Apr 30, 2026 01:09PM
City of God


Garrett Farrell
Garrett Farrell is 55% done
In book XIV, Augustine, perhaps Catholicism’s most notoriously recovered lothario, gives a good discussion on why and how actions that were created good can be corrupted. Some Aristotelian virtue theory crept into this chapter, and with the right direction of the will at the center of this book it’s easy to see why. I’m a notorious fan of the big A, so I of course loved to see it.
Apr 27, 2026 03:03PM
City of God


Garrett Farrell
Garrett Farrell is 50% done
Halfway done. I believe I just read the first defense of the doctrine of the baptism of desire, but I’m not quite sure if it is the first. If it is, I didn’t know it was another Augustine banger.
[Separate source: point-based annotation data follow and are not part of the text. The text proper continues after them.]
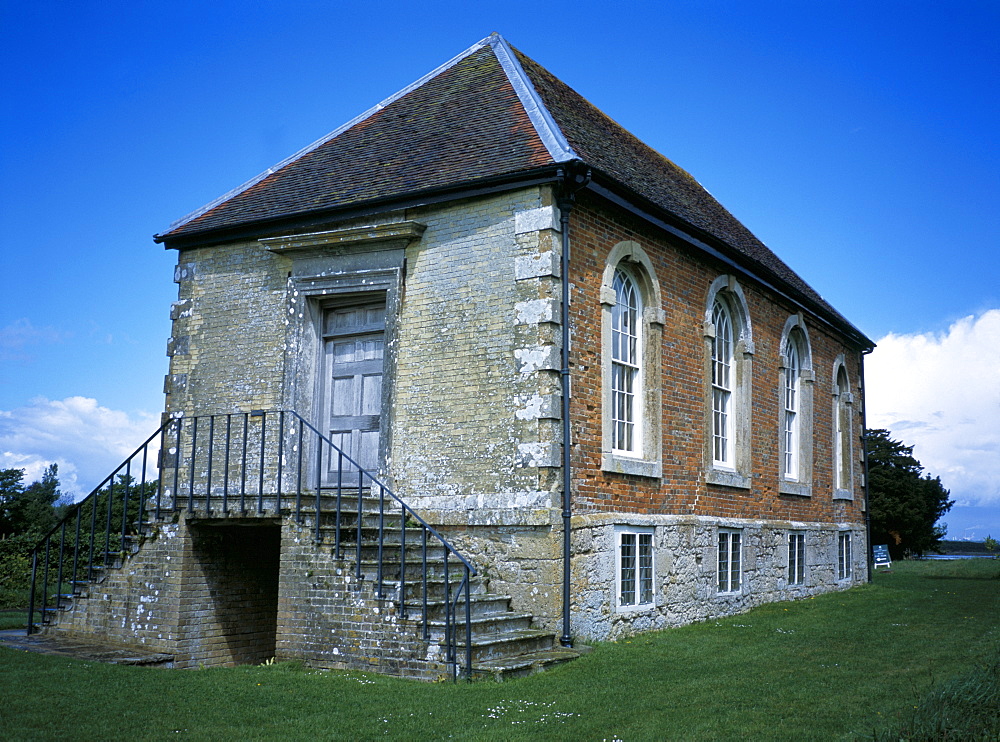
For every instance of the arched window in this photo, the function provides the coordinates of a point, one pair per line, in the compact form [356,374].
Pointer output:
[729,350]
[795,409]
[626,365]
[631,329]
[842,423]
[722,385]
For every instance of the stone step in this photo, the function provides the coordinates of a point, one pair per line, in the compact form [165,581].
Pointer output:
[503,646]
[506,668]
[484,608]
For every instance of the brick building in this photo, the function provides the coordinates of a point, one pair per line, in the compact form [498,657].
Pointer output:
[547,339]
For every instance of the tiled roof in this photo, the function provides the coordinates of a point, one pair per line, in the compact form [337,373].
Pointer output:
[488,113]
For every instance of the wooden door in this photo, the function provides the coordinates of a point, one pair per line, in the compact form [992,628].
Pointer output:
[354,346]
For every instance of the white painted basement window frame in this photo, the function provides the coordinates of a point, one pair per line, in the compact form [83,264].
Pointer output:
[796,558]
[635,569]
[730,561]
[845,555]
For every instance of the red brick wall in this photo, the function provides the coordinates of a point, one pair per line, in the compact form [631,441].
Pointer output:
[685,277]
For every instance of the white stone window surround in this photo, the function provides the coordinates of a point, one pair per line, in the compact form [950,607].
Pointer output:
[845,555]
[798,480]
[729,562]
[626,367]
[843,426]
[734,472]
[635,569]
[796,559]
[631,260]
[338,267]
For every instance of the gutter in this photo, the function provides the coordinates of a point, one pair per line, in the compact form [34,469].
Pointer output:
[281,225]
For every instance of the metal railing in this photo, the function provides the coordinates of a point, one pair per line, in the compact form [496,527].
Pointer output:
[253,464]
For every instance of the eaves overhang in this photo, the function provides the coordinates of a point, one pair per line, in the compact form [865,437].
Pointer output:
[310,219]
[705,243]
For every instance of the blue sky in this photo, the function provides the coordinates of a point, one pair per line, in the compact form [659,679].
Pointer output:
[857,139]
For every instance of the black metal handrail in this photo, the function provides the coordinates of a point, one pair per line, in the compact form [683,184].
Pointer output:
[263,462]
[120,501]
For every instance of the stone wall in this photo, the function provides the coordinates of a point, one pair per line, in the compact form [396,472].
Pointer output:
[685,562]
[216,592]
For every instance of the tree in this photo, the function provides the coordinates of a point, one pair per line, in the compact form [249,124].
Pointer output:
[28,510]
[905,504]
[26,514]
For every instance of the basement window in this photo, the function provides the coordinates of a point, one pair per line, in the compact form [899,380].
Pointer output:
[634,569]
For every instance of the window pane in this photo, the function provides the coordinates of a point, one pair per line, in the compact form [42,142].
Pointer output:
[723,562]
[734,562]
[625,365]
[627,577]
[645,568]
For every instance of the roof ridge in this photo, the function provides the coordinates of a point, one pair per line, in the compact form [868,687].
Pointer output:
[548,130]
[490,40]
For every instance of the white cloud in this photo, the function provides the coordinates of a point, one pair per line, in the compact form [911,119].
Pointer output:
[20,333]
[940,393]
[86,440]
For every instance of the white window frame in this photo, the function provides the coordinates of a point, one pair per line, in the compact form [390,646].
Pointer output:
[843,424]
[796,558]
[645,458]
[729,561]
[723,375]
[845,555]
[792,398]
[635,569]
[626,367]
[728,384]
[795,404]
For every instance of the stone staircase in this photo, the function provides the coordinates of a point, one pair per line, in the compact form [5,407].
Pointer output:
[504,643]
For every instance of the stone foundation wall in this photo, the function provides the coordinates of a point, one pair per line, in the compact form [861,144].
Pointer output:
[218,593]
[140,602]
[685,554]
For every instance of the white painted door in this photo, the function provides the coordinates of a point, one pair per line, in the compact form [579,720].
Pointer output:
[354,346]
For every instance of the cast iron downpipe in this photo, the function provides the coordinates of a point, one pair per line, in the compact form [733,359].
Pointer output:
[571,185]
[864,449]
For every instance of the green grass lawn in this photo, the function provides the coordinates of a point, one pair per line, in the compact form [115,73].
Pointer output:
[838,666]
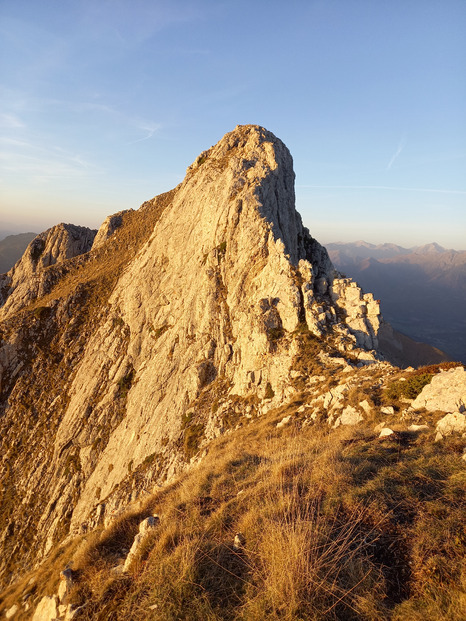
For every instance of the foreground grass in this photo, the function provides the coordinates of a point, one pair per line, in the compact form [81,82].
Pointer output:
[336,525]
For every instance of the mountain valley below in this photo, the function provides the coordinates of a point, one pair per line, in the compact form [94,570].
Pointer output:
[203,416]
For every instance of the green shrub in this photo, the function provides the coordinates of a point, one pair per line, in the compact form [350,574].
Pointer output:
[410,388]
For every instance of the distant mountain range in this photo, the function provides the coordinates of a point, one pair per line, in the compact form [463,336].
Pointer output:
[12,248]
[422,289]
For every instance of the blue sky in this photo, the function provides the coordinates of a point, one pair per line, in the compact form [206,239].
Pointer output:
[104,104]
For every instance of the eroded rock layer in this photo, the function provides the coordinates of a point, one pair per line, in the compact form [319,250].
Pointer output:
[115,372]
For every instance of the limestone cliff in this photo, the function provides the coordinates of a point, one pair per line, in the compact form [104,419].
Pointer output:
[29,279]
[117,363]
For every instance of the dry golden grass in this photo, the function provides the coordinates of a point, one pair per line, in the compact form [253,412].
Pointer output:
[336,524]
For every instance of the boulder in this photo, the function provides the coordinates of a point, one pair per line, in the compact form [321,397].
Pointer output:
[349,416]
[452,423]
[446,392]
[46,609]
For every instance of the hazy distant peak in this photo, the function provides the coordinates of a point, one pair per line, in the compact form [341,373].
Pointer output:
[430,248]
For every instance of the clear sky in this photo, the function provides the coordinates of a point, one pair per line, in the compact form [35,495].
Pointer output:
[104,104]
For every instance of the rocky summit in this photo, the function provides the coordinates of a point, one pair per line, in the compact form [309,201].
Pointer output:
[126,352]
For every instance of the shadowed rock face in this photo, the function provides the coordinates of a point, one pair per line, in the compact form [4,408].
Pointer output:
[28,280]
[193,299]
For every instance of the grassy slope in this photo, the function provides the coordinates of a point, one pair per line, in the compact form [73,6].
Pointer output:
[337,525]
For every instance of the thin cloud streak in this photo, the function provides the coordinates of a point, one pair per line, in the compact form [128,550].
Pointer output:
[380,187]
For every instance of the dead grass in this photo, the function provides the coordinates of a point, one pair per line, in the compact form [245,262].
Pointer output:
[337,525]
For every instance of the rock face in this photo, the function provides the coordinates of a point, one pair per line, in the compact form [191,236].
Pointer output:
[107,228]
[28,279]
[115,363]
[446,392]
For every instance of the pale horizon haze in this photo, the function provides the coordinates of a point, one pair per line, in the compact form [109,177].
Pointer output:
[105,103]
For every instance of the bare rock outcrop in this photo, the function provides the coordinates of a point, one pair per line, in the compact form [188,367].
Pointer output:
[114,383]
[107,228]
[28,279]
[446,392]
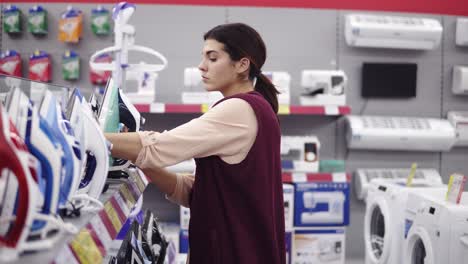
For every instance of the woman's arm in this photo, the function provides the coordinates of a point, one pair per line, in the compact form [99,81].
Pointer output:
[165,181]
[128,146]
[125,145]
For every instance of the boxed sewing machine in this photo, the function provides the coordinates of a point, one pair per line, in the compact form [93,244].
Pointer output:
[321,203]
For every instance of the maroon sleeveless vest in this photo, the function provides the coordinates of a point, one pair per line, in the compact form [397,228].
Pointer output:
[236,210]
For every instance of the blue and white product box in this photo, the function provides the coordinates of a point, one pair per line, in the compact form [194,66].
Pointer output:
[321,204]
[183,242]
[300,153]
[288,240]
[319,246]
[181,257]
[288,199]
[184,217]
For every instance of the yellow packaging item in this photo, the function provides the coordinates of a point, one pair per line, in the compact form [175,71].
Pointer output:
[70,26]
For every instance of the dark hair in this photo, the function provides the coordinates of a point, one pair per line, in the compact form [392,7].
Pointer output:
[242,41]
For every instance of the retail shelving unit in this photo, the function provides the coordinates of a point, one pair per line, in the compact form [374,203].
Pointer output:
[294,177]
[96,230]
[160,108]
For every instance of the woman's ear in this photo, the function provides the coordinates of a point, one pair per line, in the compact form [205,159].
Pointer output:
[243,65]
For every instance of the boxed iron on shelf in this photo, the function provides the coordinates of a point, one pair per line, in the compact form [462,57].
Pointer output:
[321,204]
[319,246]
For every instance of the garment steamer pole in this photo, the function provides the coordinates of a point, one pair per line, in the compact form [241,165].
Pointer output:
[124,42]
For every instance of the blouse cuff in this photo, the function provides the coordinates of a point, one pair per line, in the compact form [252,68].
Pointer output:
[147,138]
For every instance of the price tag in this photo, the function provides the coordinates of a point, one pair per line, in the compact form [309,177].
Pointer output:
[127,196]
[141,185]
[37,91]
[101,232]
[299,177]
[85,248]
[142,176]
[66,256]
[113,216]
[339,177]
[157,108]
[284,110]
[409,180]
[205,108]
[455,188]
[332,110]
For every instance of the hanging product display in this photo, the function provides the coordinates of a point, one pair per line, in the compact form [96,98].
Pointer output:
[43,185]
[10,63]
[12,19]
[99,77]
[70,66]
[70,25]
[100,21]
[37,20]
[112,108]
[40,66]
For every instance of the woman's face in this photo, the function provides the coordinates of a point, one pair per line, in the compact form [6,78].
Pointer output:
[217,69]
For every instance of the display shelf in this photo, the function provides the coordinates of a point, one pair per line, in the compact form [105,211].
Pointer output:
[96,230]
[160,108]
[294,177]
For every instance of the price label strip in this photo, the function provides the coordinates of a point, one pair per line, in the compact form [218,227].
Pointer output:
[113,216]
[129,199]
[409,180]
[455,188]
[85,248]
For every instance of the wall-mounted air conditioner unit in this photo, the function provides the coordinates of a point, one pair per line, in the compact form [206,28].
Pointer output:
[399,133]
[459,120]
[377,31]
[363,177]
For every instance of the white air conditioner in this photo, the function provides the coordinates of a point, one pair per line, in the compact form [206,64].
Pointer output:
[422,177]
[378,31]
[399,133]
[459,120]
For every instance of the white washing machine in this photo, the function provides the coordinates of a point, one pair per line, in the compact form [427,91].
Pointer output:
[437,231]
[384,220]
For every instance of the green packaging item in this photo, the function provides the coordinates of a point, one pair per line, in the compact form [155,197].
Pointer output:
[70,66]
[100,21]
[37,20]
[12,19]
[332,166]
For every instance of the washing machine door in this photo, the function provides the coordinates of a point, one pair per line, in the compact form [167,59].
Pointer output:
[419,249]
[377,235]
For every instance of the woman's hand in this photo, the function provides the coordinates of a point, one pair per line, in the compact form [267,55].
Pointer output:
[124,145]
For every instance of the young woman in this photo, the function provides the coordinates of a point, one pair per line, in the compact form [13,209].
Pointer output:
[236,195]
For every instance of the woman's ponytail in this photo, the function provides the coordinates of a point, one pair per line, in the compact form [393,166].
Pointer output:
[265,87]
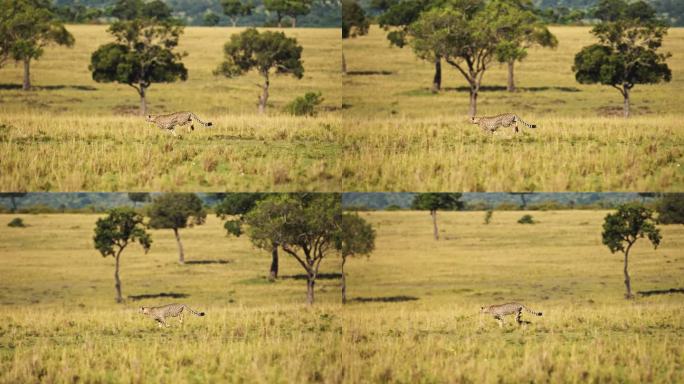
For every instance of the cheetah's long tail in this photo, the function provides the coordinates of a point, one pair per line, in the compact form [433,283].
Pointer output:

And even if it isn’t, I didn’t know it was developed as early as Augustine’s time.
Apr 25, 2026 12:50PM
City of God


Garrett Farrell
Garrett Farrell is 43% done
Senior year of high school I had to read the handbook of catholic apologetics, and my favorite proof of God was “the music of beethoven, you either get it or you don’t.” Augustine has a similar one:

“We have the evidence of the world itself in all its ordered change and movement… its maker could have been none other than God, the ineffably and invisibly great, the ineffably and invisibly beautiful” -XI.4
Apr 21, 2026 07:54PM
City of God


Garrett Farrell
Garrett Farrell is 39% done
Through part 1. Came to my first point of disagreement w/ St. A— he seems to accept the premise that we are embodied souls, which isn’t surprising considering his known Neo-platonic sympathies. I prefer Aristotle’s hylomorphicity in my conception of the relationship of body and soul. Still enjoying the book, but man was book 10 a beast. Looking forward to part 2.